单细胞功能集GSVA以及转录调控SCENIC分析流程

2020-03-20 本文已影响0人小光amateur

image

基因集变异分析（GSVA）

方法：

基因集变异分析在传统转录组分析时就已经使用了，针对单细胞数据，其实是一样的。首先通过GSVA函数将细胞-基因表达矩阵转换为细胞-基因集表达矩阵，然后针对该矩阵计算两组或者多组之间的差异，并通过热图展示该差异。

单细胞的分组可能有多个层面，例如不同细胞活着亚类分组，对照组和实验组，不同时间段的样本等等。
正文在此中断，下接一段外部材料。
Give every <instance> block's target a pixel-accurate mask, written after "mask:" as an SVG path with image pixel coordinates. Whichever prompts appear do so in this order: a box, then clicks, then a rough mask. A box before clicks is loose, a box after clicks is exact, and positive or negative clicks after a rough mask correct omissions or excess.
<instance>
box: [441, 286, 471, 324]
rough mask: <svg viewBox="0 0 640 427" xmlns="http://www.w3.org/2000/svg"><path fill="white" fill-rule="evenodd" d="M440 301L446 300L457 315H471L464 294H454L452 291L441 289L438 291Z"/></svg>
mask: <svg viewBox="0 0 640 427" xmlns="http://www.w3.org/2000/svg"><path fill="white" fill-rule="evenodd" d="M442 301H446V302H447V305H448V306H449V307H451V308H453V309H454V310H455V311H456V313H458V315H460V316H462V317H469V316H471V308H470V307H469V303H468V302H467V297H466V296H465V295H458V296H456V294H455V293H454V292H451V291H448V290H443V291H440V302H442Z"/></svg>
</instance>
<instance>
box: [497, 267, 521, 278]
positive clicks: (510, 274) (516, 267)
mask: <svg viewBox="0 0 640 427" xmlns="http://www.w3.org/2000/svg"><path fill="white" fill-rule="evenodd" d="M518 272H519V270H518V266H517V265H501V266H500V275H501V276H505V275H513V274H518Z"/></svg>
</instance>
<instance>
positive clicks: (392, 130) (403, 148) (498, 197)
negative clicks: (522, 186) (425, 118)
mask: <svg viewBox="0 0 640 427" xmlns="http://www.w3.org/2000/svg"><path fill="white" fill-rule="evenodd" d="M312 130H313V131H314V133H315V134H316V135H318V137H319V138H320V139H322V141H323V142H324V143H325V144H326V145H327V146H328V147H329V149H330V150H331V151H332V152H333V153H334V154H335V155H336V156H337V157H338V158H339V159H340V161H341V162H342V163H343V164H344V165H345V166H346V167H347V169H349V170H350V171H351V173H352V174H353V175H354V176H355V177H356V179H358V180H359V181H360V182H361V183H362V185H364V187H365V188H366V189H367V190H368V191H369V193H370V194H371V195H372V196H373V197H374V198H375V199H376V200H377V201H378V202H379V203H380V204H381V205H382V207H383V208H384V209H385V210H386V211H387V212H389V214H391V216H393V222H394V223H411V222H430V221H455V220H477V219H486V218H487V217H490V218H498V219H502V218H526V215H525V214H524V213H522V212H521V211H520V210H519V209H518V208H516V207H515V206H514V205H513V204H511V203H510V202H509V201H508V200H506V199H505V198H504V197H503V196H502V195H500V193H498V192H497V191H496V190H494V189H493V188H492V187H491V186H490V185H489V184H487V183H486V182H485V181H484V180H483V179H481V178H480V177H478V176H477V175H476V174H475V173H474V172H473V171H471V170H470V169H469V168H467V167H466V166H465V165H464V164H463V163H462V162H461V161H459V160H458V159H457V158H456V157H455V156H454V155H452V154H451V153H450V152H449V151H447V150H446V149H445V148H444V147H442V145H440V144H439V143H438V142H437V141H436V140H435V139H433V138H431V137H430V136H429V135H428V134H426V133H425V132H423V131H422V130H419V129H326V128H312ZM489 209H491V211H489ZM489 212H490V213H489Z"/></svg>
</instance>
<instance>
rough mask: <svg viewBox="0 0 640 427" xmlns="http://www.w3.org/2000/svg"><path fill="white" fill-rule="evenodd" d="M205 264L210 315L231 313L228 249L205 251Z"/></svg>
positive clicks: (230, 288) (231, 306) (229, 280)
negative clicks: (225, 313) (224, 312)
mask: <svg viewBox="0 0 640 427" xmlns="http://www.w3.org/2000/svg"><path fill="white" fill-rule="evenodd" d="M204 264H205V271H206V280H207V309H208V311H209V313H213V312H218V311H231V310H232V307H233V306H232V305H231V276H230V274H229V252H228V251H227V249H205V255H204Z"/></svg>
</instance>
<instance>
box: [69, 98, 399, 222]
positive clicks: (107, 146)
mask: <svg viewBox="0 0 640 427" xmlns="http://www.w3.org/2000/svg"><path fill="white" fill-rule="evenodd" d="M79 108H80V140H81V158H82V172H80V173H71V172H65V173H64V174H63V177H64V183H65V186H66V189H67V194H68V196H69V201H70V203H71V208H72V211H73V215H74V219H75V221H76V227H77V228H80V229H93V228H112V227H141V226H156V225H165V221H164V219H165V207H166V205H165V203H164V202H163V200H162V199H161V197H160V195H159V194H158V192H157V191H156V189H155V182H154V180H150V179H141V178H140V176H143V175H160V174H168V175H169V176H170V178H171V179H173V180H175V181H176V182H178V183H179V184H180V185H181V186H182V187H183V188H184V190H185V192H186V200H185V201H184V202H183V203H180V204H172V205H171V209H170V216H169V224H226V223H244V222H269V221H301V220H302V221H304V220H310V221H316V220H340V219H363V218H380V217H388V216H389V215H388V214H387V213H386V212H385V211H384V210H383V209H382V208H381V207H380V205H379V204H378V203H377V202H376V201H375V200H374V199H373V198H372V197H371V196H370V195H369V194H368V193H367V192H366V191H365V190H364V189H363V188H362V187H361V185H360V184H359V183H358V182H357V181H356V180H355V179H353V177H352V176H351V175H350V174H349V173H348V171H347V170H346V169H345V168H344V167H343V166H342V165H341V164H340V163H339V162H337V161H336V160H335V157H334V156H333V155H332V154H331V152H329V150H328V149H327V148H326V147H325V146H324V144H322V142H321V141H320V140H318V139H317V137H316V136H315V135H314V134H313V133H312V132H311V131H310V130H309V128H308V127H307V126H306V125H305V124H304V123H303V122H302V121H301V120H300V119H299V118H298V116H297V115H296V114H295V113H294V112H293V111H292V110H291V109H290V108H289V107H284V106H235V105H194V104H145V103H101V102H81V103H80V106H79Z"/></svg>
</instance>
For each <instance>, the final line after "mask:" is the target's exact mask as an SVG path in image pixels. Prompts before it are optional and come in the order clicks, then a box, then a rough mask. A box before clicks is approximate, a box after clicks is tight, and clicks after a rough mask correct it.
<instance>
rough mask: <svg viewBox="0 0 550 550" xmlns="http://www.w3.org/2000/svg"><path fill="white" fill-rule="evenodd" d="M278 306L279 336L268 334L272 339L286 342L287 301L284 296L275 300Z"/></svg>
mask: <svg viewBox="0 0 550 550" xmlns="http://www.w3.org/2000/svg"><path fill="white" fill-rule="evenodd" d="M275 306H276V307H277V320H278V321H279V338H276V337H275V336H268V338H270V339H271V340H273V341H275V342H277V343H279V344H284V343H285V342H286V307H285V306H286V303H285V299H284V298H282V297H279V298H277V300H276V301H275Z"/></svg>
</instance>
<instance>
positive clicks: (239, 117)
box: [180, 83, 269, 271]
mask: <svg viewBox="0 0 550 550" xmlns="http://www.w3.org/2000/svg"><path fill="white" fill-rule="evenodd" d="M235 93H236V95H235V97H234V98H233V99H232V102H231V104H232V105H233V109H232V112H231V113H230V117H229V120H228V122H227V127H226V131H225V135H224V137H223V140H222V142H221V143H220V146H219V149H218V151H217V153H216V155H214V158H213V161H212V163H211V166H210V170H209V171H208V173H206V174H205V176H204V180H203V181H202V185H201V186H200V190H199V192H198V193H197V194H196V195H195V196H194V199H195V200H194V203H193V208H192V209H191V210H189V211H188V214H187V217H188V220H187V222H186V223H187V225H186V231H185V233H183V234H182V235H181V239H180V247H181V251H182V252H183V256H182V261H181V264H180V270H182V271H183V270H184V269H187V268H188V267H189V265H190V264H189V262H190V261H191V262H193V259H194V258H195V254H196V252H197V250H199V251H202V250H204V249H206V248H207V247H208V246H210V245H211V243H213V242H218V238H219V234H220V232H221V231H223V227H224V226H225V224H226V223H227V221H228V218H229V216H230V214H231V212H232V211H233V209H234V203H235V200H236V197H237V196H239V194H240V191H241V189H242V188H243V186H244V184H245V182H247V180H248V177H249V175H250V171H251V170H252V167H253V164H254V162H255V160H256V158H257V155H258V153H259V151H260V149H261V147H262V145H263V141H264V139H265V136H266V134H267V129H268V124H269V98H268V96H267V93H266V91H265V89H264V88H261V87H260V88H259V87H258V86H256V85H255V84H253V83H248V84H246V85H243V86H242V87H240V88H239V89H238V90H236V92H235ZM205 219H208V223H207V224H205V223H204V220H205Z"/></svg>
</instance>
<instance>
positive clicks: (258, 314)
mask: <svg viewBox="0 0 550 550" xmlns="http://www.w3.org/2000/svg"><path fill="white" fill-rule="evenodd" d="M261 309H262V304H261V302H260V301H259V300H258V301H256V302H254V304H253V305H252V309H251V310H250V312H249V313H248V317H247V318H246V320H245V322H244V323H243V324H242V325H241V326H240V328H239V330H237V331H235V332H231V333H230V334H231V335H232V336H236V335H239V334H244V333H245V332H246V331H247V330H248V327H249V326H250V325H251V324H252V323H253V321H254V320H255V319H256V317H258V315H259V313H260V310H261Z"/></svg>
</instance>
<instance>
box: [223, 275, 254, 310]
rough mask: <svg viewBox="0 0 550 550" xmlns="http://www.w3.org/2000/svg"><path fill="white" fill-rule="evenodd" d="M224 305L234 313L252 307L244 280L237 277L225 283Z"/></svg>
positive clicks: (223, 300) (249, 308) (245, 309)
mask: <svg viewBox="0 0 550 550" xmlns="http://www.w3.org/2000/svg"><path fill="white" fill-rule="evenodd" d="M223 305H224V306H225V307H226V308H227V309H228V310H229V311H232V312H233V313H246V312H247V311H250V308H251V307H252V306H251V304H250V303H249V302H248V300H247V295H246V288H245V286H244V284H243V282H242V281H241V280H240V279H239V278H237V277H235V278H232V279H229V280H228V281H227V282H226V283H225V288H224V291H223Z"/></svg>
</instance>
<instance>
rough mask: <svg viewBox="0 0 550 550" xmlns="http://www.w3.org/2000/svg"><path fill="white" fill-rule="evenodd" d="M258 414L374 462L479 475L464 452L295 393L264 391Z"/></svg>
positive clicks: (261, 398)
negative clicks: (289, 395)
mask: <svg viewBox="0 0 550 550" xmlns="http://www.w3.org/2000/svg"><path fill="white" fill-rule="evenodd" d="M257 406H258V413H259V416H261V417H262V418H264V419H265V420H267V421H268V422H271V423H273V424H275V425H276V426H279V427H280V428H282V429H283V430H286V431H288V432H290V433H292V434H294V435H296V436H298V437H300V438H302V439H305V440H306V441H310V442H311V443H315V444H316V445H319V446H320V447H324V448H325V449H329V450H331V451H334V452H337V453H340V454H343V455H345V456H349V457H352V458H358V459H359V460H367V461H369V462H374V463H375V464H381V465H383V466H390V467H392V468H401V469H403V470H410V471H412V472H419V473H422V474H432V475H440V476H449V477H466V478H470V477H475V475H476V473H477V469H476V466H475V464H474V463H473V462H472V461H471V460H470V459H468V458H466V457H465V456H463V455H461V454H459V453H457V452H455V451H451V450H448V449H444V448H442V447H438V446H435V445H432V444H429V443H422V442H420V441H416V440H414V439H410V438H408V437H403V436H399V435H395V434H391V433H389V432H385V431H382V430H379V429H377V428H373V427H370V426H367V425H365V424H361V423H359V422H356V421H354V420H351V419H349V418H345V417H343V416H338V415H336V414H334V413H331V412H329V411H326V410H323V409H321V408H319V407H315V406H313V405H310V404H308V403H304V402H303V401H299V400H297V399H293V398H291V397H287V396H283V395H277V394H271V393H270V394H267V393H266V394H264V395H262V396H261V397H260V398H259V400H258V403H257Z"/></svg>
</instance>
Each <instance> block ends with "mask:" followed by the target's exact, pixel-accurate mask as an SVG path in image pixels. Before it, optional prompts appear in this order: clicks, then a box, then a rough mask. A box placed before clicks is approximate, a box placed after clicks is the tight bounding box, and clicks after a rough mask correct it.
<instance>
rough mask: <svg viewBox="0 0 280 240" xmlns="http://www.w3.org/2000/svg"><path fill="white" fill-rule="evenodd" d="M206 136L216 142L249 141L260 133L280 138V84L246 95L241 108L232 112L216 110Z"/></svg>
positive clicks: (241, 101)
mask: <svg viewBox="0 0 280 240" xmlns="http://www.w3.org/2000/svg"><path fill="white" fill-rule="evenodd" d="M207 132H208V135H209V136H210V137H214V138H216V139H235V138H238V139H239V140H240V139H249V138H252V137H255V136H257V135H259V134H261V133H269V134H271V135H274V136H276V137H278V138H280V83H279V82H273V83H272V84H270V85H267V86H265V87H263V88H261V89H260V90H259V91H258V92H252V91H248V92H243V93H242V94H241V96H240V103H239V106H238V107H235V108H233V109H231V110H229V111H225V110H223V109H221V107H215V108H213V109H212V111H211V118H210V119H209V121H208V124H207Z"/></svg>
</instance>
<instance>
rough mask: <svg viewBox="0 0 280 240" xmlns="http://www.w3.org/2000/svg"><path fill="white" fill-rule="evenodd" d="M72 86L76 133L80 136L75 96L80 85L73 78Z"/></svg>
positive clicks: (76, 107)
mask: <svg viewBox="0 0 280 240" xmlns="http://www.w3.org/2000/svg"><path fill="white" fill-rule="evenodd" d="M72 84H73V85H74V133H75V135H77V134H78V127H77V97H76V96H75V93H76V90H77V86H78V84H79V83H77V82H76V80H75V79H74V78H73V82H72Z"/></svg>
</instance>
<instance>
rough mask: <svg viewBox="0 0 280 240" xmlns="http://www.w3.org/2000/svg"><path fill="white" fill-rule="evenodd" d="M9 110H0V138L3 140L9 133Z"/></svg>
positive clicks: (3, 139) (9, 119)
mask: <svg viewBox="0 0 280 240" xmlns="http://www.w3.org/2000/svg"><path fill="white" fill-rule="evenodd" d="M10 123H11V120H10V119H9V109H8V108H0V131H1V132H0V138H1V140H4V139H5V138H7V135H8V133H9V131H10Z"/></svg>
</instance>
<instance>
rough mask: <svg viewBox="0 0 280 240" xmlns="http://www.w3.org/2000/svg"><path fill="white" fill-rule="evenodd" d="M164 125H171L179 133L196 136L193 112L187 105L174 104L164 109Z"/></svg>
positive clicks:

因此最好先按照不同的分组将表达量矩阵和细胞分组信息提取出来，以便后续分析

需要的R包:

GSEAbase
GSVA
limma
Seurat
Biobase
genefilter
dplyr
pystr (git)
purrr
tidyr
tibble

提取不同分组的表达矩阵：

相同细胞分类下不同时间样本的表达矩阵和细胞分组

library(Seurat)
library(dplyr)
##我这里有7个cluster，5个时间阶段
for (i in 1:7){
    name<-paste0("./cluster_",i,"/cluster_",i,".afterclu.rds")
    endo<-readRDS(name)
    time<-endo@meta.data$case
    time[which(grepl("^pf_",time))]<-"PF"
    time[which(grepl("^po3_",time))]<-"PO3"
    time[which(grepl("^po7_",time))]<-"PO7"
    time[which(grepl("^po11_",time))]<-"PO11"
    time[which(grepl("^rif_",time))]<-"RIF"
    endo@meta.data$time<-time
    endo[['Cell.type']]<-endo[['seurat_clusters']]
    endo2<-subset(endo,subset=time%in%c("PF","PO3","PO7","PO11"))
    for (cls in unique(endo2$Cell.type)){
        exam<-subset(endo2,idents=cls)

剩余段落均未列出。